The traditional trend, the one that has been in place since the Marquess of Queensberry, is as familiar now as the grunting and groaning of Rocky Balboa:

– Long and leisurely runs before the sun is up. ”I don`t know where in the world anyone got the idea you have to run at 5 in the morning,” Coulter says.

– In the afternoon, gym work that features situps and rope jumping, sparring and sessions with the speed bag or heavy bag. ”It`s just repetition, repetition, repetition, and you can get mentally stale real quick,” Coulter says.

– Weights are not to be touched, for they injure a fighter`s flexibility, but steaks (not necessarily raw) are to be consumed in quantity and up until three hours before a bout.

This routine has been repeated as religiously as a personal mantra, and its practioners are reluctant to change. The Amateur Boxing Federation has held seminars for them and sent them literature explaining the logic behind the training it now espouses. But even those efforts have, for the most part, failed.

This is not surprising because boxing, like all of sports, is conservative by nature, and the new methods are both unfamiliar and in their own way radical. They include ”climbing the ladder,” a series of sprints from 10 to 100 yards, and on an alternate day a track workout that might be done by an accomplished middle-distance runner. For example, the boxer runs an easy half-mile, followed by two hard half-miles, followed by four easy quarter-miles, followed by two hard half-miles.
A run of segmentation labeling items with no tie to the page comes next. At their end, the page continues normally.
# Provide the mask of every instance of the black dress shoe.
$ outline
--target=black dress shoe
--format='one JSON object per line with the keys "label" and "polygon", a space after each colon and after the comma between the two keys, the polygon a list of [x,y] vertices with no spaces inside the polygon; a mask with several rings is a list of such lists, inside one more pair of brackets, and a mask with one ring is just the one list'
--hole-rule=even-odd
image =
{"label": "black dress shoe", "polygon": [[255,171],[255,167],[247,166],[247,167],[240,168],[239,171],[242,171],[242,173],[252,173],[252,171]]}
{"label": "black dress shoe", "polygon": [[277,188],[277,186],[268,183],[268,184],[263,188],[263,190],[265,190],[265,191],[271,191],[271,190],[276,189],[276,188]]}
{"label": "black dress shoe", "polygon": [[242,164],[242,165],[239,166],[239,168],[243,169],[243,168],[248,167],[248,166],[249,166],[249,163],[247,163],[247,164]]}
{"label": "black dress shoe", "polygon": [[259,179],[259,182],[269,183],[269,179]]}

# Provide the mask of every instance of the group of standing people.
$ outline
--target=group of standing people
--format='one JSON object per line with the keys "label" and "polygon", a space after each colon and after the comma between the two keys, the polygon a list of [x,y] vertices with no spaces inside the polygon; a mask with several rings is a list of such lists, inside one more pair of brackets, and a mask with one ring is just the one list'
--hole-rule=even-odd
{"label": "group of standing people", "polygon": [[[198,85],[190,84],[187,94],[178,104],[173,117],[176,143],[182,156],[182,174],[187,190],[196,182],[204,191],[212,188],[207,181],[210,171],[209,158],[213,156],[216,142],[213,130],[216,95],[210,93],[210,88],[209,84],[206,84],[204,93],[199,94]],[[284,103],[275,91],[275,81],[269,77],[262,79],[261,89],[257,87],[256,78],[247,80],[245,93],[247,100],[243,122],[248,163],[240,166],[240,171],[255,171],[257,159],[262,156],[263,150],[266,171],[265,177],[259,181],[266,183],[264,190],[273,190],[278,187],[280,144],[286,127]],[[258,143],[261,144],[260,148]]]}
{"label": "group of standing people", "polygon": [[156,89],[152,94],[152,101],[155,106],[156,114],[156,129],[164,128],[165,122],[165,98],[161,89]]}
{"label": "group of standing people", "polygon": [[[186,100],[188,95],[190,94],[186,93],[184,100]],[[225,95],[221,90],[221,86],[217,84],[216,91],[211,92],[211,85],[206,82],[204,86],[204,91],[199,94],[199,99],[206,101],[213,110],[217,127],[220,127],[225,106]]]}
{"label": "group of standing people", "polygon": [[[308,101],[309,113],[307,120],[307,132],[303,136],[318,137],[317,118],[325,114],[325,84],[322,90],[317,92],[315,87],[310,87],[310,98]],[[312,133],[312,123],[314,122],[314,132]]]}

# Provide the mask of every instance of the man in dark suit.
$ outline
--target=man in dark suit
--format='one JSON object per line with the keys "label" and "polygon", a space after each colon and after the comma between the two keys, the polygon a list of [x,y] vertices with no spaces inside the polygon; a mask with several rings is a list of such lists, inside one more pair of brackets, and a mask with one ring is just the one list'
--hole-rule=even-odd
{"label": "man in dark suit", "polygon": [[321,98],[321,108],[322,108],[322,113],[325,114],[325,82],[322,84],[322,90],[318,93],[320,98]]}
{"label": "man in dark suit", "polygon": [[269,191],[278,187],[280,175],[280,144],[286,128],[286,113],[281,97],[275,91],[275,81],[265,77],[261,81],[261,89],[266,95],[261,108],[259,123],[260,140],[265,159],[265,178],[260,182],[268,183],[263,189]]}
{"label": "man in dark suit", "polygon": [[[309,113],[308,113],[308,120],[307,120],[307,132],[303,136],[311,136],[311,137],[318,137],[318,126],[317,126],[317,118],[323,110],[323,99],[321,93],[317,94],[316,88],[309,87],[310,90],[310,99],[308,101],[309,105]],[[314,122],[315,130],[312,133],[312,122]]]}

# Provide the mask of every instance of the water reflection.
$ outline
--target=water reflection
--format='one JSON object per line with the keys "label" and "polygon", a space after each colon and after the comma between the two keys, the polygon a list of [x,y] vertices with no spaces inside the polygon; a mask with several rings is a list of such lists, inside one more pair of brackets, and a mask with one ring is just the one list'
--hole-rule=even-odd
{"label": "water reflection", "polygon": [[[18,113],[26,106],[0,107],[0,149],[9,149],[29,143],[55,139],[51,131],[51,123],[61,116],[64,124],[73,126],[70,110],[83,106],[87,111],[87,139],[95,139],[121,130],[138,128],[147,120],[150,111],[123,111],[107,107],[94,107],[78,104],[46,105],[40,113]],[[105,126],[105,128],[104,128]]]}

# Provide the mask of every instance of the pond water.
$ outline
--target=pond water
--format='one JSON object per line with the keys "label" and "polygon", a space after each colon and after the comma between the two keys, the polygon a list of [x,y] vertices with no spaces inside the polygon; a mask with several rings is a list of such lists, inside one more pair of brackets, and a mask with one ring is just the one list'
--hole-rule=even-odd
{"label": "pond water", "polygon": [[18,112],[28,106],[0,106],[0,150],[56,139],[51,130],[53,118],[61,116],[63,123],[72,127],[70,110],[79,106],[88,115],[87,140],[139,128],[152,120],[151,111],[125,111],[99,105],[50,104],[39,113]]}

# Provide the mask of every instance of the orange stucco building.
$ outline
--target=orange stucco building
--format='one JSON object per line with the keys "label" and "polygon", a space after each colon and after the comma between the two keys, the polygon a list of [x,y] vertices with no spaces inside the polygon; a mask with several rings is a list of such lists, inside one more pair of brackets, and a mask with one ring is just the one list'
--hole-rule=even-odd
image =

They have weight training every other day, and for diversion, sprint relays, relays while bounding on two legs and relays while bounding on a single leg. They do a dozen stretching exercises before running and a dozen more afterward. They do eight medicine-ball drills with stringent diets to follow. They have heavy boxing only every other day and, most

unconventionally, even some days off.

This regimen, as a whole, reflects a scientific approach to a sport long enraptured by individualism (”Yo, Rocky!”). More important, it recognizes the reality of what happens inside the Olympic rings. There, bouts unfold in a series of spurts, and that is the reason for sprinting. Those spurts, in turn, sap a fighter`s stamina; hence the strenuous interval workouts. And although the Cubans may boycott Seoul, the Soviets, East Germans, Kenyans and Nigerians are not. U.S. boxers must overcome the strength of those challengers.

”They don`t beat us on skills but on strength,” Coulter says. ”Our skills match up to anyone`s, so they try to push us around.”

”The Pan Ams made that very vivid to me,” adds Sanders, who was deposed as the national coach after the debacle in Indianapolis. ”I believe very strongly in this program, but you still run into a number of people who don`t. Talk to them about weightlifting, and they say it builds bulk and decreases speed. But it`s very evident Ben Johnson`s on a weight-conditioning program, and if he can break the 100-meter record, it certainly hasn`t hurt his speed. ”Take food. When I was competing, the thing to do was eat steak. Its value has been disproved now. Now you eat fish, chicken, carbohydrates. I know it`s not the tradition people are accustomed to, but at the same time they have to realize they`re living in 1988, not 1928. So I respect them for their opinions. But at the same time, you have to look out for your boxers.”

On Monday, 96 of those boxers gather in Concord, Calif. A day later, they begin the trials that will end with a dozen of them ticketed for Seoul. There, they will try to carry on a century-old tradition, one that peaked in 1984 and has delivered their country a record 42 boxing gold medals. Some of them will, most certainly, add to that collection, but Coulter concludes, ”Please don`t look for 12 gold medals.

”How many will we win? That`s the only question I get, but who the hell knows? I just think the American public was spoiled by the last two teams. Those were unusual situations. This one, this coming one, will be the toughest one of them all.”